Agreed. Cass is limited to one area with a narrow frame of reference and terms of reference.
For the rest…
Glinner has frequently said he thought, "This (prisons, women losing jobs etc.) will be the issue that wakes everyone up," and yet, every time, he was disappointed.
There have been so many times since the mid 2010s when posters have declared, "The tide/tanker is turning," only it hasn't.
This has been long in the planning. It will take a long time to recapture what women and children have lost, never mind convert our rights into things that are inalienable rather than a social nicety that can be withdrawn from us at someone's whim. (Where "someone" includes those that approach the status of vexatious litigants because they have been able to use the police as concierge service that enacts their airing of grudges and grievances.)

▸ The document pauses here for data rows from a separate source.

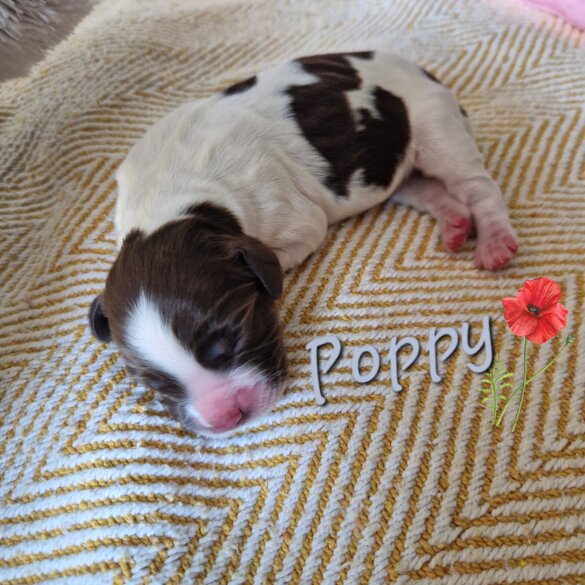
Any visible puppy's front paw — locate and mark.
[443,213,473,252]
[475,228,518,270]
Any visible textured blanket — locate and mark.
[0,0,585,585]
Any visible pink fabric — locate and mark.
[524,0,585,30]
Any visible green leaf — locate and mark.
[480,356,513,424]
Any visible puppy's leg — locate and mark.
[390,175,473,252]
[414,109,518,270]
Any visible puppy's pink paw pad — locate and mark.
[475,233,518,270]
[443,215,473,252]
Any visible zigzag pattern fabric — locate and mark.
[0,0,585,585]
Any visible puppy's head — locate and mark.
[89,204,286,433]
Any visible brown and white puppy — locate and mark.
[90,52,517,433]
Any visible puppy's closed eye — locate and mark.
[202,335,235,367]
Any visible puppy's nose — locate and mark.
[210,408,244,433]
[197,394,244,433]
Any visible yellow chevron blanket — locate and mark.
[0,0,585,585]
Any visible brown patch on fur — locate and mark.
[223,75,258,95]
[288,52,410,197]
[93,203,286,400]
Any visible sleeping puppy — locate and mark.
[90,52,517,434]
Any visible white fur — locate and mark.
[125,294,207,385]
[124,293,268,426]
[0,0,99,81]
[116,52,513,270]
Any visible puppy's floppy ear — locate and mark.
[238,236,283,299]
[88,295,112,343]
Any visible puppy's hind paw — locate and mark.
[443,214,473,252]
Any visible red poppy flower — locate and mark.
[502,278,569,343]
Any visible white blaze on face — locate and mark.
[125,293,272,431]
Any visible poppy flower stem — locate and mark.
[496,336,575,432]
[512,337,528,432]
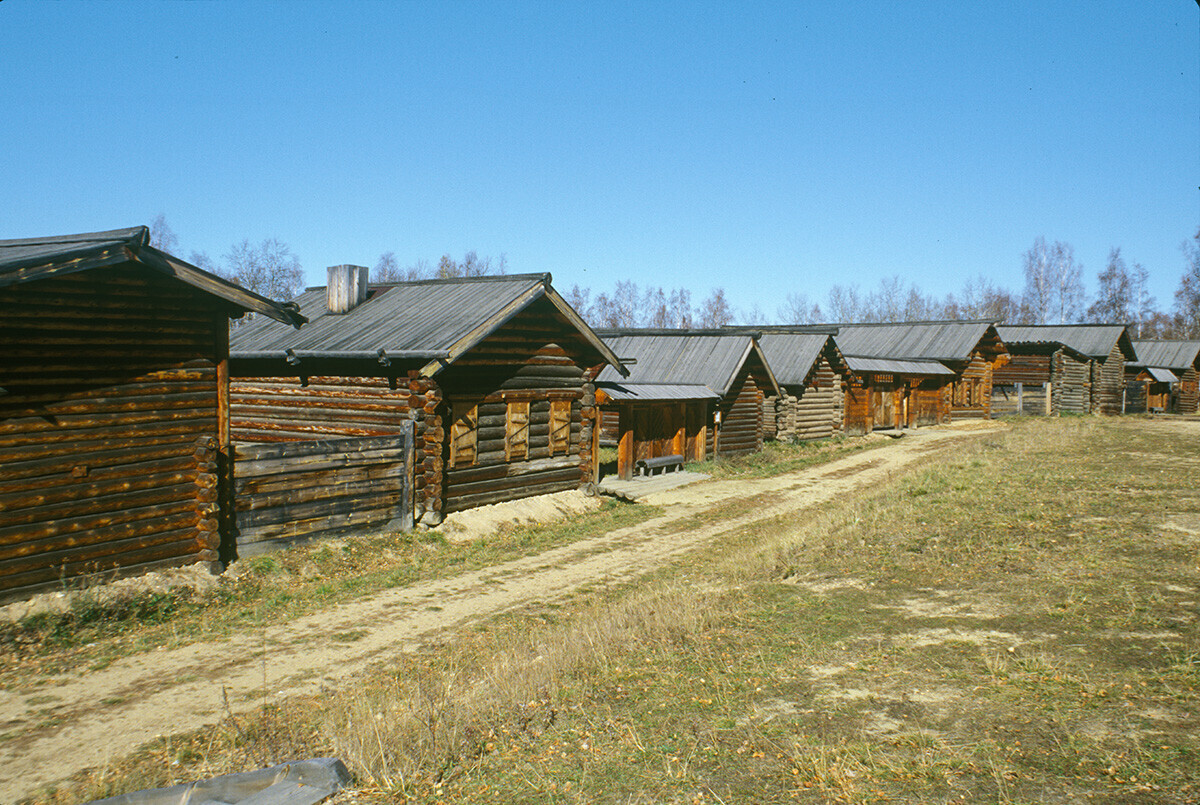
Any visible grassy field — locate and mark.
[21,417,1200,804]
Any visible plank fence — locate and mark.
[233,421,413,557]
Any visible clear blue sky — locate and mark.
[0,0,1200,314]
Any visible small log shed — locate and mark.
[230,265,626,524]
[0,227,304,597]
[744,326,851,441]
[996,324,1136,414]
[832,320,1008,434]
[596,329,780,480]
[1126,341,1200,414]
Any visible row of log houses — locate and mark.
[0,227,1176,597]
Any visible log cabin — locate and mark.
[830,322,1008,434]
[0,227,304,597]
[744,326,851,441]
[596,330,781,479]
[230,265,628,525]
[995,324,1136,414]
[1126,341,1200,414]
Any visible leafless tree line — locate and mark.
[151,214,1200,338]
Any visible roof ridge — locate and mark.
[305,271,551,292]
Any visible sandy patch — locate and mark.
[437,489,604,542]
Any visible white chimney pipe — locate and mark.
[325,265,367,314]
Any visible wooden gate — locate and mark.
[233,421,413,557]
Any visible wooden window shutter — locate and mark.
[550,400,571,456]
[504,401,529,461]
[450,403,479,467]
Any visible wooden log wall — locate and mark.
[991,383,1049,416]
[706,365,762,458]
[438,300,595,512]
[908,378,949,427]
[992,353,1051,388]
[229,376,445,518]
[1050,349,1092,415]
[763,355,842,441]
[1176,367,1200,414]
[842,376,874,435]
[234,431,415,557]
[1092,344,1124,415]
[0,265,228,597]
[950,353,992,419]
[600,405,620,447]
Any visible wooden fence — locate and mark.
[234,421,413,557]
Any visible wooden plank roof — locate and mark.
[596,330,780,395]
[997,324,1138,361]
[1130,341,1200,371]
[829,320,1004,362]
[758,329,848,386]
[846,355,955,377]
[230,274,628,376]
[0,227,305,328]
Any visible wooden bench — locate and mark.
[634,456,683,475]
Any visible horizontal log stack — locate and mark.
[0,265,229,597]
[234,431,414,557]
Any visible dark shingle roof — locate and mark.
[846,355,954,377]
[596,330,779,395]
[832,322,994,361]
[758,331,836,386]
[230,274,624,374]
[0,227,305,326]
[997,324,1136,361]
[1132,341,1200,370]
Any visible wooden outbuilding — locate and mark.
[232,271,626,535]
[1126,341,1200,414]
[596,330,780,479]
[833,322,1008,434]
[744,326,851,441]
[0,227,304,597]
[995,324,1136,414]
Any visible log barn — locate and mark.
[230,265,626,532]
[744,326,850,441]
[1126,341,1200,414]
[833,322,1008,434]
[0,227,304,597]
[596,330,780,479]
[995,324,1136,414]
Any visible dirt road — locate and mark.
[0,422,1001,803]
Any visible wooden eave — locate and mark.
[721,336,784,397]
[419,280,629,377]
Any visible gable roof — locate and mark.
[997,324,1138,361]
[1130,341,1200,370]
[0,227,305,328]
[230,274,629,377]
[1138,366,1180,383]
[833,320,1004,364]
[596,330,780,400]
[758,330,846,386]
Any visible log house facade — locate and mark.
[0,227,304,597]
[596,330,780,479]
[230,266,625,524]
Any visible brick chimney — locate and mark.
[325,265,367,314]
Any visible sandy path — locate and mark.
[0,423,1000,803]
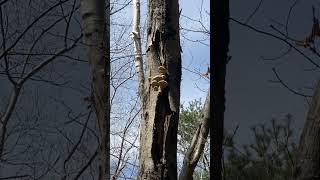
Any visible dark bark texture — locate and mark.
[138,0,181,180]
[210,0,229,180]
[294,81,320,180]
[81,0,110,180]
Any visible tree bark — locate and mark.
[138,0,181,180]
[81,0,110,180]
[294,81,320,180]
[179,91,210,180]
[131,0,145,104]
[210,0,229,180]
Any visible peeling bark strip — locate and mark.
[138,0,181,180]
[131,0,145,104]
[81,0,110,180]
[179,91,210,180]
[294,81,320,180]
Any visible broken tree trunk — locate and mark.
[138,0,181,180]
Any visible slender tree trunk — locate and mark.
[81,0,110,180]
[210,0,229,180]
[138,0,181,180]
[131,0,145,105]
[294,81,320,180]
[179,91,210,180]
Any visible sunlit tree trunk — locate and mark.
[294,81,320,180]
[81,0,110,180]
[138,0,181,180]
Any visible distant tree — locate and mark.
[223,114,297,180]
[178,96,210,180]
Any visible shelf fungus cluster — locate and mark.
[149,66,168,93]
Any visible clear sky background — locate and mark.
[180,0,320,144]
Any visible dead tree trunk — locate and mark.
[81,0,110,180]
[179,91,210,180]
[210,0,229,180]
[138,0,181,180]
[294,81,320,180]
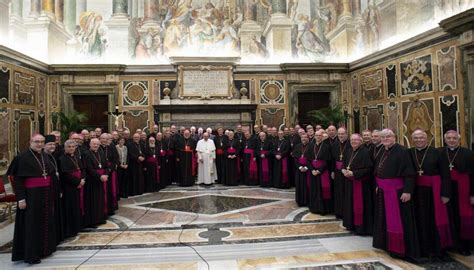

This is an election year. Trust no-one.
What matters is what happens in health and social care, in education, in the criminal and offender management systems, in the Civil Service, in NGOs and the third sector. What will the staff do there? What happens with media reporting? What will happen to domestic abuse refuges? What is the legacy of the arts centres and theatres that decided women can't have single-sex facilities?
What will happen to employers' workplace policies? To all those advisory groups for PCCs and boards that declare, in public, that GC beliefs are 'terrorism'?
This is a relative skirmish in what will be a decades long engagement.